My principal loved me too. Even though I went to a public high school, I can remember him one day sharing with me a Bible verse from Exodus 14:14. “The Lord will fight for you, you need only to be still,” and that is when God helped me, when I was still.
In 2006, I had a dream that I was in Egypt. I saw a short woman with auburn* hair walking the street, and went up to her and asked her if her name happened to be Mariam. She replied, “Who are you?” I asked her if she was in America in 1975. She replied, “Who are you?” Gasping for air, I said “Baby Boy Ayad.” She cried and said I named you Ayad because it was my last name. The state wouldn’t let me put my last name on your adoption papers, so I figured if I gave you my last name as your first name, one day you would grow up, put the two names together, and you would find me. When I woke up, I was in a pool of sweat, and my heart was racing faster than ever.
Over the years, I have called the State of New Jersey – Adoption Registry Department on several occasions. Only to be greeted by uncompassionate state workers who could more or less give a darn. This time, I spoke with a Delores Helb. She informed me, that she would send me a packet, I was to fill it out and 6 months later, I would receive any un-identifying information. To me, this was useless, and I politely hung up the phone. To my surprise, for her own satisfaction, she decided to still look in my file. This happened on a Friday, at 4:55pm, Ms. Helb called me back with bitter-sweet news.
Unfortunately, no one ever took the time to look in my file all of these years. In 1986, my birth mother wrote a letter to the state looking for me. Screaming with tears, I begged her to read me the letter. I was told, I would have to wait until Monday, she had a train to catch. I pleaded with her to please just tell me one thing, “Is her name Mariam Ayad?” She hesitated, and replied, “Yes.”

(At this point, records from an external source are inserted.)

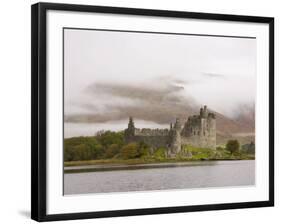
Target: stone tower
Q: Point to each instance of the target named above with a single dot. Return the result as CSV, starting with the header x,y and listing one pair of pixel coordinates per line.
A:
x,y
200,130
130,131
176,137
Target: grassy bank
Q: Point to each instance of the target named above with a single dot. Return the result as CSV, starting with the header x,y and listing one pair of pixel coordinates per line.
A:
x,y
143,161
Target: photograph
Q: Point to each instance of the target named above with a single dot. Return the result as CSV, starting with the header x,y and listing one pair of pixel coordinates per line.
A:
x,y
155,111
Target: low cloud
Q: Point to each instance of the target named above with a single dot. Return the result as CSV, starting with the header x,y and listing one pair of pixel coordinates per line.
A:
x,y
213,75
157,101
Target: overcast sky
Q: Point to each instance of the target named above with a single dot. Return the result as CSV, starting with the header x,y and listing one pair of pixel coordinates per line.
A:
x,y
110,75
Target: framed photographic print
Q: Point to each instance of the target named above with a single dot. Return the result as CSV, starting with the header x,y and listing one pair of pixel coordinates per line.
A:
x,y
140,111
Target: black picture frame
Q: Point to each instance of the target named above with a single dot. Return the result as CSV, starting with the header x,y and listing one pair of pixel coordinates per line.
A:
x,y
39,107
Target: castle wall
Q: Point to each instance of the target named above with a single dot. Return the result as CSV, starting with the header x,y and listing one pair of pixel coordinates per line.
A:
x,y
198,131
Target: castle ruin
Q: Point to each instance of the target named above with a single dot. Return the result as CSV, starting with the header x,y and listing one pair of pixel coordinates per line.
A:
x,y
197,130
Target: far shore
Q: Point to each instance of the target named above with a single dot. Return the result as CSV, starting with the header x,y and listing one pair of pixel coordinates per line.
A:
x,y
95,166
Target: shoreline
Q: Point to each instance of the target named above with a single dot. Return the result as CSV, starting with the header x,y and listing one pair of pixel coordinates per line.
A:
x,y
116,167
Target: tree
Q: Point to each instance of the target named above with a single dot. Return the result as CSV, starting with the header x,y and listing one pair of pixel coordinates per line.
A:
x,y
232,146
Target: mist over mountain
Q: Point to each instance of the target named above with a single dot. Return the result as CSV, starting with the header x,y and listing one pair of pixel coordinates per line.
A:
x,y
160,103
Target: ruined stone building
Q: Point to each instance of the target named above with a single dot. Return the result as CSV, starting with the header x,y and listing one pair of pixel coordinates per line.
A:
x,y
197,130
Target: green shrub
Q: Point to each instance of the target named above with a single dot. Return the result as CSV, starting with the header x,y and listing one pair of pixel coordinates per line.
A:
x,y
232,146
130,151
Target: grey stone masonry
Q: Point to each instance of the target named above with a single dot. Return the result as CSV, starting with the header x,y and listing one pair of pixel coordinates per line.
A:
x,y
197,130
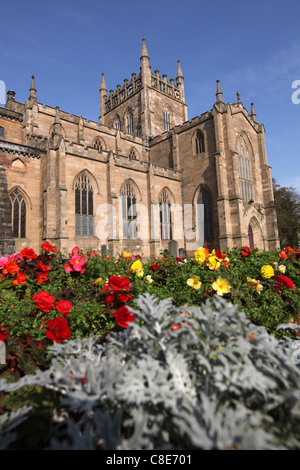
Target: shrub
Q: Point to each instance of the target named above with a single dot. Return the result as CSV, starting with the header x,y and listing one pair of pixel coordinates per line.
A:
x,y
176,378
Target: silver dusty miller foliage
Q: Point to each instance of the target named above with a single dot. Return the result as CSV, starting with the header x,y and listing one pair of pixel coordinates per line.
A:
x,y
176,378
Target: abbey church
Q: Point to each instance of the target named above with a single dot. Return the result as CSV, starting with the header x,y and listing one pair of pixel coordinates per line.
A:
x,y
134,180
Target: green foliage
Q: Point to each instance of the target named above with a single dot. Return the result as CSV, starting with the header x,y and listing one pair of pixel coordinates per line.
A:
x,y
216,381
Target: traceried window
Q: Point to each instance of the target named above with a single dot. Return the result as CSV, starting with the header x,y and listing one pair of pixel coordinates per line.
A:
x,y
98,144
165,216
129,123
205,199
245,176
18,214
129,217
118,123
84,207
167,121
199,143
132,155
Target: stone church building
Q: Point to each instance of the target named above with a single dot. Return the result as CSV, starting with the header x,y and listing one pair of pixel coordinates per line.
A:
x,y
134,180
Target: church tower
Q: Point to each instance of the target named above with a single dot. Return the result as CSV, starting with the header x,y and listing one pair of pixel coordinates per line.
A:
x,y
147,105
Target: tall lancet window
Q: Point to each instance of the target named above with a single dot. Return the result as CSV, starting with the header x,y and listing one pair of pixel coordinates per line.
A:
x,y
207,216
129,122
199,143
165,216
245,176
18,214
84,207
167,121
129,218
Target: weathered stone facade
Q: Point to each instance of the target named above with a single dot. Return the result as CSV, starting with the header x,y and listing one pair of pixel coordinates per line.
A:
x,y
75,182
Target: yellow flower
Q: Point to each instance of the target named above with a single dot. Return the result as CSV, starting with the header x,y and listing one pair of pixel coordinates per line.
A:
x,y
136,265
194,282
254,283
267,271
200,255
213,263
221,286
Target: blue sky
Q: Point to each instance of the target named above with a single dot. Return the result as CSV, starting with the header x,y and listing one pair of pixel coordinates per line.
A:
x,y
251,47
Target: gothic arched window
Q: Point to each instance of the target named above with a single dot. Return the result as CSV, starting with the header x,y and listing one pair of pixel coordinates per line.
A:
x,y
18,214
84,206
199,143
205,199
167,121
132,155
129,122
99,145
129,218
245,176
118,123
165,216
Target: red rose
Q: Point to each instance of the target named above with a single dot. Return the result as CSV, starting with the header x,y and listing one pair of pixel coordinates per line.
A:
x,y
28,253
58,329
110,298
3,334
44,301
48,247
124,297
153,267
123,316
283,281
64,307
119,283
10,267
42,277
43,267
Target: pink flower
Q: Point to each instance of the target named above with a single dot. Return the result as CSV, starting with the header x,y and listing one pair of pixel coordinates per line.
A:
x,y
78,263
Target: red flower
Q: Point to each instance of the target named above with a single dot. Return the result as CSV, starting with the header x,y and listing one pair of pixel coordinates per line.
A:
x,y
282,255
246,251
20,279
10,268
43,267
44,301
28,253
283,281
42,277
58,329
220,255
119,283
153,267
48,247
3,334
110,298
123,316
64,307
124,297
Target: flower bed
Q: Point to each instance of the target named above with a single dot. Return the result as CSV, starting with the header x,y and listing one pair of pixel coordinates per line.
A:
x,y
48,301
46,298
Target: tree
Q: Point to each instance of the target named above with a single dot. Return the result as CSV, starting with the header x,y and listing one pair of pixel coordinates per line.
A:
x,y
287,202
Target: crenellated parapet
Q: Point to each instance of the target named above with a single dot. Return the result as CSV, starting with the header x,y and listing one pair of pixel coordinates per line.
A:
x,y
123,93
162,85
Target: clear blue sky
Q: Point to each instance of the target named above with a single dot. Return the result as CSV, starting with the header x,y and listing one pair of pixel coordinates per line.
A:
x,y
252,47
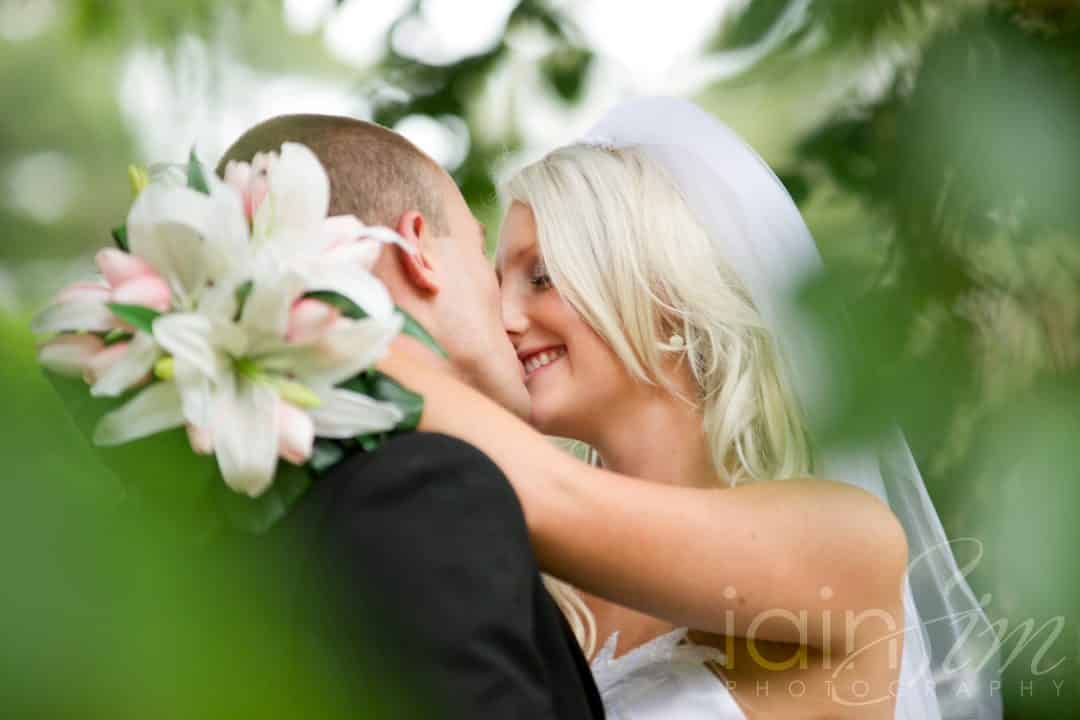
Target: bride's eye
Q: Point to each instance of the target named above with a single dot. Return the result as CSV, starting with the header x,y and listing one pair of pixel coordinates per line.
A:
x,y
539,277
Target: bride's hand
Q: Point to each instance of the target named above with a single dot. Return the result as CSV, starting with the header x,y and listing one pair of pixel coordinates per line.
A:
x,y
713,559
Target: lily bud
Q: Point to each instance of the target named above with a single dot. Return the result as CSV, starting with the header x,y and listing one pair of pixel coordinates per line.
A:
x,y
68,354
138,178
102,362
296,434
310,320
148,290
200,439
119,267
165,368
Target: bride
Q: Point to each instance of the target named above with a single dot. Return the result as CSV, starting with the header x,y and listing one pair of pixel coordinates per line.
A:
x,y
647,275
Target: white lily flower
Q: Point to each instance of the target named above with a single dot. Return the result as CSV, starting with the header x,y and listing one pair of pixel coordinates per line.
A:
x,y
292,230
190,239
230,377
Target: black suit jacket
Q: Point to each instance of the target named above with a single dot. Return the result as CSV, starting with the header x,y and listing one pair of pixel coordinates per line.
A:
x,y
422,551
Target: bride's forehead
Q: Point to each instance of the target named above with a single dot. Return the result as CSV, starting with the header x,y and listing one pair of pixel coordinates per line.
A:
x,y
517,234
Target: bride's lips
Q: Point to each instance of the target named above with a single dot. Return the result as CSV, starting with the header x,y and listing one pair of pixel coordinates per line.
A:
x,y
536,360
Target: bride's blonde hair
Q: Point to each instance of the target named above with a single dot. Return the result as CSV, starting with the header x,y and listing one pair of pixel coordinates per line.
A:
x,y
623,248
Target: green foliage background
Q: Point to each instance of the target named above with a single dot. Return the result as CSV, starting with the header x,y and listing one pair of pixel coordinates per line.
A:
x,y
934,148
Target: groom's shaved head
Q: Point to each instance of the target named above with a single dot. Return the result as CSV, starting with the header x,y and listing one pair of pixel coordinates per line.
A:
x,y
375,173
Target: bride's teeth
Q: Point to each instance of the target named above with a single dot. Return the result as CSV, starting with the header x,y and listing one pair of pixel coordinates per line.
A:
x,y
545,357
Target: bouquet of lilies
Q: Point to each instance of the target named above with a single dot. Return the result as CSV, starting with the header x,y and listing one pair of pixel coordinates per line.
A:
x,y
238,311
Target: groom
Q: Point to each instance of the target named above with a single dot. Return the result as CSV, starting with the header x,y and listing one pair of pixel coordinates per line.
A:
x,y
427,531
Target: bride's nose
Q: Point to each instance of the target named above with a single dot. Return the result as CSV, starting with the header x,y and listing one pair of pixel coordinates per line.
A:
x,y
514,320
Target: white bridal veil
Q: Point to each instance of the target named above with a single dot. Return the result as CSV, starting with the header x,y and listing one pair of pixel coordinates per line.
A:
x,y
949,667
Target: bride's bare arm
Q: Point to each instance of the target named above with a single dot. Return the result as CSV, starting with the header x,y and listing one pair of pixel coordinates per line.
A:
x,y
715,560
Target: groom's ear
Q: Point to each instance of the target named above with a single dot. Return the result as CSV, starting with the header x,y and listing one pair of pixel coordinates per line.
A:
x,y
417,266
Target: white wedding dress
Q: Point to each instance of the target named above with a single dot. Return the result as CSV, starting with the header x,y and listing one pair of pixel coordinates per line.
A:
x,y
662,680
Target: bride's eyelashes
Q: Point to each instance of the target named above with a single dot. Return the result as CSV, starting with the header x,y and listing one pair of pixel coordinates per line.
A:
x,y
539,277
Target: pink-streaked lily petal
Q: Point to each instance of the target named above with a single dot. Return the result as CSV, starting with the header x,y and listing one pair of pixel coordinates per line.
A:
x,y
122,366
299,192
359,254
245,434
350,348
360,286
148,290
267,310
201,440
343,413
75,316
68,354
296,434
119,267
187,337
229,247
310,320
196,394
167,227
153,410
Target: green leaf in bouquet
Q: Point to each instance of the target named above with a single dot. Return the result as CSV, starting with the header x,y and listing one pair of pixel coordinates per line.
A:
x,y
257,515
197,174
120,238
243,291
385,389
135,315
161,472
350,309
325,454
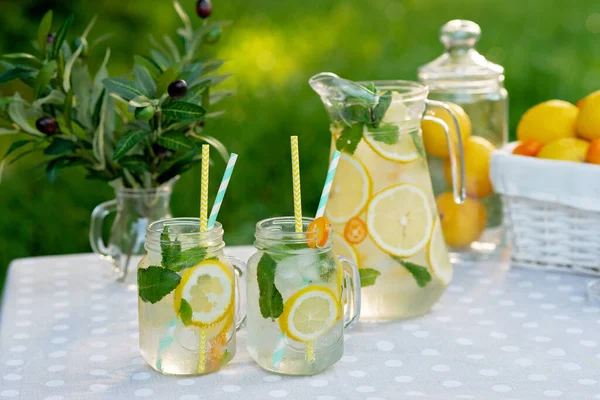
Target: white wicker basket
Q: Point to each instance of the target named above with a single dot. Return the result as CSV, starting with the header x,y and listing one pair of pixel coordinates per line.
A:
x,y
551,211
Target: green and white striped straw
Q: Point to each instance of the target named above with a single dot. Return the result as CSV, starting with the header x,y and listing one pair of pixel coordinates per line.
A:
x,y
328,182
222,189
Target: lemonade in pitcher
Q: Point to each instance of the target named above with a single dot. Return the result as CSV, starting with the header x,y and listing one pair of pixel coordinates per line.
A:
x,y
381,205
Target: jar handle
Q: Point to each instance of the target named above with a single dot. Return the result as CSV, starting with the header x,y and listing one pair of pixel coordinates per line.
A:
x,y
457,155
98,215
239,268
351,292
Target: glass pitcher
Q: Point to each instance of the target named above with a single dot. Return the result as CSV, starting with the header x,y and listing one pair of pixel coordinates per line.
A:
x,y
381,204
135,209
474,88
300,300
191,302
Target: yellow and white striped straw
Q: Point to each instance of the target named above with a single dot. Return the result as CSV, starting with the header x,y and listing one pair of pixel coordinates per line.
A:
x,y
296,182
204,188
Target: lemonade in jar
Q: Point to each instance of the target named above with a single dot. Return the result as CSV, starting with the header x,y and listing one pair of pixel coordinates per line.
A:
x,y
381,207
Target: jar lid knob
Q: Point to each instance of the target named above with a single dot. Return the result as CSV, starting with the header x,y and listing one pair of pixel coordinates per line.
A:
x,y
460,34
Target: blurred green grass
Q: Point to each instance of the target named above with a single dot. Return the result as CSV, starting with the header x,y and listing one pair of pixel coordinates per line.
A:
x,y
549,50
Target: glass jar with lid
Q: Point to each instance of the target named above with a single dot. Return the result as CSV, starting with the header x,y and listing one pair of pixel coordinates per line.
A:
x,y
474,89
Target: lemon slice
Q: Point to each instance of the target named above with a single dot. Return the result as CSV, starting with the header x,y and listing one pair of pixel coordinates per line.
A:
x,y
350,191
399,220
437,255
208,289
309,313
341,247
403,151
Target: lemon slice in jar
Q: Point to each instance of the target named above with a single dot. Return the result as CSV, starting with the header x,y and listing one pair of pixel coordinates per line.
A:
x,y
309,313
350,191
208,290
399,219
437,255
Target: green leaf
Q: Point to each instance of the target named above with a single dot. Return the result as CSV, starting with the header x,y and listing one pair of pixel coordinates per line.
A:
x,y
127,142
387,133
418,142
44,31
69,68
122,87
144,81
16,111
68,110
15,146
43,78
269,299
183,111
134,163
165,80
368,276
350,138
60,146
420,273
154,283
175,141
61,35
385,99
16,73
185,312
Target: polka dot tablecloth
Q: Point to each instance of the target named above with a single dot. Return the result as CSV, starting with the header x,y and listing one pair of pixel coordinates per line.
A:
x,y
68,332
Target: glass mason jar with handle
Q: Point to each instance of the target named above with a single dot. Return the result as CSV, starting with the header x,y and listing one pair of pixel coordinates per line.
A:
x,y
381,204
474,88
135,208
190,300
300,300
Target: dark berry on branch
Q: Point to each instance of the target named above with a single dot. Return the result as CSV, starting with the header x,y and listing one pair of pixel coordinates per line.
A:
x,y
144,113
203,8
177,89
47,125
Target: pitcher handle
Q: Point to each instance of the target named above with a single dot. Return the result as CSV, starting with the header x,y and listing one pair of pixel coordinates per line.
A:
x,y
351,296
98,215
239,268
457,166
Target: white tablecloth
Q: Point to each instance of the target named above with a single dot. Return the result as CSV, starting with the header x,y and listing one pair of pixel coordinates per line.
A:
x,y
68,332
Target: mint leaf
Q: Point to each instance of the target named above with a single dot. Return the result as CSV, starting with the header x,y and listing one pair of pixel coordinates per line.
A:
x,y
387,133
185,312
154,283
420,273
350,138
418,141
368,276
385,99
269,299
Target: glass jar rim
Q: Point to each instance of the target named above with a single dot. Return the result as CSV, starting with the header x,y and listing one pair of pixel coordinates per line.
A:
x,y
211,238
281,230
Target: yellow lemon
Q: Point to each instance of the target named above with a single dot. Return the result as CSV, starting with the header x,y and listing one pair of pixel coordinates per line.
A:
x,y
568,149
309,313
548,121
462,224
399,220
434,137
588,121
478,153
208,290
350,191
391,144
437,255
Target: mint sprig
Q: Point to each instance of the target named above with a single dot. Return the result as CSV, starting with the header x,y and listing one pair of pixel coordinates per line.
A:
x,y
269,299
420,273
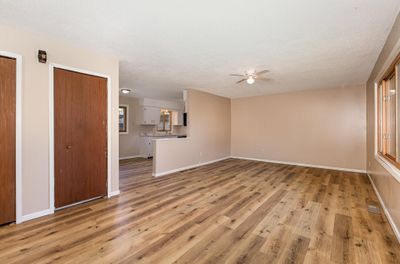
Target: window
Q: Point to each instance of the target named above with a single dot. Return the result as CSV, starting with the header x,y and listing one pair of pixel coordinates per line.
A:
x,y
165,121
123,119
388,116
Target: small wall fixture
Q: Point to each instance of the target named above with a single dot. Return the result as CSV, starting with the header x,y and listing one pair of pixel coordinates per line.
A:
x,y
125,91
42,56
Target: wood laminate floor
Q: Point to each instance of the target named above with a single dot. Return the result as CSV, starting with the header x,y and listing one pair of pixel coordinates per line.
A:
x,y
233,211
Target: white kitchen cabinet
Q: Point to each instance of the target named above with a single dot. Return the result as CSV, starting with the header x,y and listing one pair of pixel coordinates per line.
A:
x,y
177,118
149,115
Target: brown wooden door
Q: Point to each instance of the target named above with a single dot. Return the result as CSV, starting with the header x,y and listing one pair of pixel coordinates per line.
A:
x,y
7,139
80,137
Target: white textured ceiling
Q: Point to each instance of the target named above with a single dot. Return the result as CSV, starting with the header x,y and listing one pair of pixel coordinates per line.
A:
x,y
167,46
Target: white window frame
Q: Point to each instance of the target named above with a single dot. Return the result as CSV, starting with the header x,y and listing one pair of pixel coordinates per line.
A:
x,y
384,162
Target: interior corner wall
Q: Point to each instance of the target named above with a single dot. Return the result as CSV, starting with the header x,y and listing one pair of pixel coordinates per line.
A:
x,y
35,107
208,135
324,127
129,144
388,187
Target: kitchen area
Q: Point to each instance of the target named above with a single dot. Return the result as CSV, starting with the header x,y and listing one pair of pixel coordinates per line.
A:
x,y
143,120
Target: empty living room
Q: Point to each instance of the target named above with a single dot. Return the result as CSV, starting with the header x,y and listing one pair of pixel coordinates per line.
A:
x,y
200,131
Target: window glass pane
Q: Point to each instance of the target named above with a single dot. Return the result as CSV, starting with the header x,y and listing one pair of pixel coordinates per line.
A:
x,y
391,117
380,129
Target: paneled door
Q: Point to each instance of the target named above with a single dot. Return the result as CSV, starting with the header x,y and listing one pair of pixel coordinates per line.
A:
x,y
80,137
7,139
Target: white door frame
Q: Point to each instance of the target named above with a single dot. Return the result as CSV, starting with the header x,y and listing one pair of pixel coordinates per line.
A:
x,y
51,125
18,134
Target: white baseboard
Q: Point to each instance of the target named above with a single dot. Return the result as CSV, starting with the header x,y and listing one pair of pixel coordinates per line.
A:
x,y
114,193
388,216
31,216
130,157
301,164
188,167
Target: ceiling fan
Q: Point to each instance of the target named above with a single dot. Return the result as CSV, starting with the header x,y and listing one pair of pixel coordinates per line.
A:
x,y
251,76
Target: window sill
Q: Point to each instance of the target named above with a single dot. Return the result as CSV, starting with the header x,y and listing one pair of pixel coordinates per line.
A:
x,y
392,169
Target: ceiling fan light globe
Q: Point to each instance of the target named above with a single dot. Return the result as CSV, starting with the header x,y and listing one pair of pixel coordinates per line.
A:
x,y
250,80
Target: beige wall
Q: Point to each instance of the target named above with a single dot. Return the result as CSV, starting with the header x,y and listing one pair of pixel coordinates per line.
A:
x,y
129,144
209,125
35,107
318,127
387,185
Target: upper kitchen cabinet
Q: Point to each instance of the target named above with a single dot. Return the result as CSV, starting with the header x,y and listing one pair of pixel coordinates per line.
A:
x,y
150,112
149,115
177,118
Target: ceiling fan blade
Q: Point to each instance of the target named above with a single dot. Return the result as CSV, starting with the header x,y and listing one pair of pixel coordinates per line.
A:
x,y
262,72
264,79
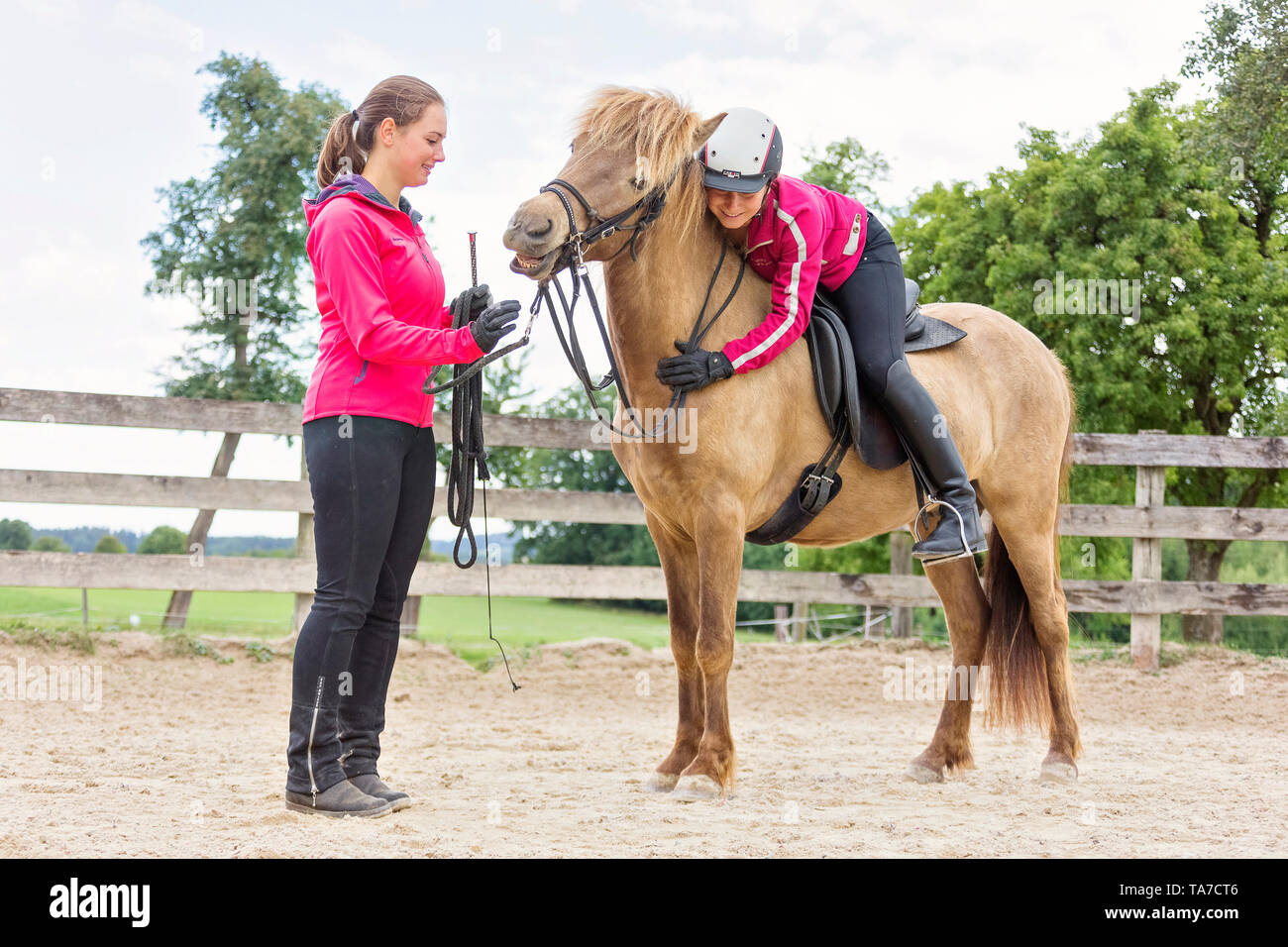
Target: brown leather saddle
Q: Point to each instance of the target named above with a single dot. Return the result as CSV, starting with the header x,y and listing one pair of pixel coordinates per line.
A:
x,y
851,411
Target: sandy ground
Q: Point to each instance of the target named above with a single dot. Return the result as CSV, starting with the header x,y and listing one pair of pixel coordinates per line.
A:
x,y
185,757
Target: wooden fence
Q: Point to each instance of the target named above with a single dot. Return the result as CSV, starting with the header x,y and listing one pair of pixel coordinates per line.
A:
x,y
1147,522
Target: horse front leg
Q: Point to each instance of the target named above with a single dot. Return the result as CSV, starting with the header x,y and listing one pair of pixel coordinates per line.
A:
x,y
709,774
679,558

That weekend that I waited for Monday to come, was the hardest thing I ever had to do. I immediately called our State Assemblyman and former Mayor of my town, Paul Moriarty. With tears in his voice, he told me he would drive me to Trenton, Monday morning.
We arrived in Trenton, and in the hands of Delores Helb, was my life, and the key to unlock my unknown.
The letter read as followed:
Dear my son,
(At that point, I couldn’t read anymore and Mayor / assemblyman had to read the rest)
I want to tell you something. When I was pregnant with you, I am not married, and my family shame me because this is illegal in my country. If I was a resident in the USA, I would never leave you. I would keep you and we would live far from my family. I hope you read this letter before I die, I am sick and handicapped. But, I want you to know, I love you very much, I try to explain why I leave you with another family. Please forgive me. Later, I will tell you the whole story. I wait for you anytime. I am your mother.
2554 -60 JFK Blvd*
Jersey City, NJ
(with phone number)
At that moment, I realized my mother never went back to Egypt, we never knew the truth. I realized that in 1986, God answered my prayer, and I realized that God fought for me when I was still, in my dream. Immediately, I called my mother who raised me, and for the first time in my life that day, I met my birth mother.
What is the best gift you could ever receive and cost you nothing? When we walked in that door, my birth mother told my mother and I that all of these years, she watched Lifetime for women, and Unsolved Mysteries, and was so afraid for this day to come. Afraid that my mom who raised me would reject her, and put lies into my head about her. Here is the best gift – my mother who raised me took my birth mother by the hand and said, “Because of you I have a son, and because of me, you know he is okay. From this day on, we are sisters.” My mother then gave me a picture of her when she was young, and she had auburn* hair.
I later went to Egypt found my father and two half brothers along with a wonderful step mom. I am truly blessed.
Later, I learned about my birth father, went to Egypt, met my two brothers that I never knew about, and they accepted me into their family, which is unheard of. I now have two wonderful families, and have dedicated my life to inspiring others, mending broken homes, and reconciling lives.
I have one mission in life. Through my salon, I have had dozens of fundraisers, paid a mortgage for two years so that a mother with a dying son could quit her job, and stay home with him until the end. This is just one of many. My goal today, through my life story is to inspire, change, uplift, encourage, and bring hope to the world in which we live.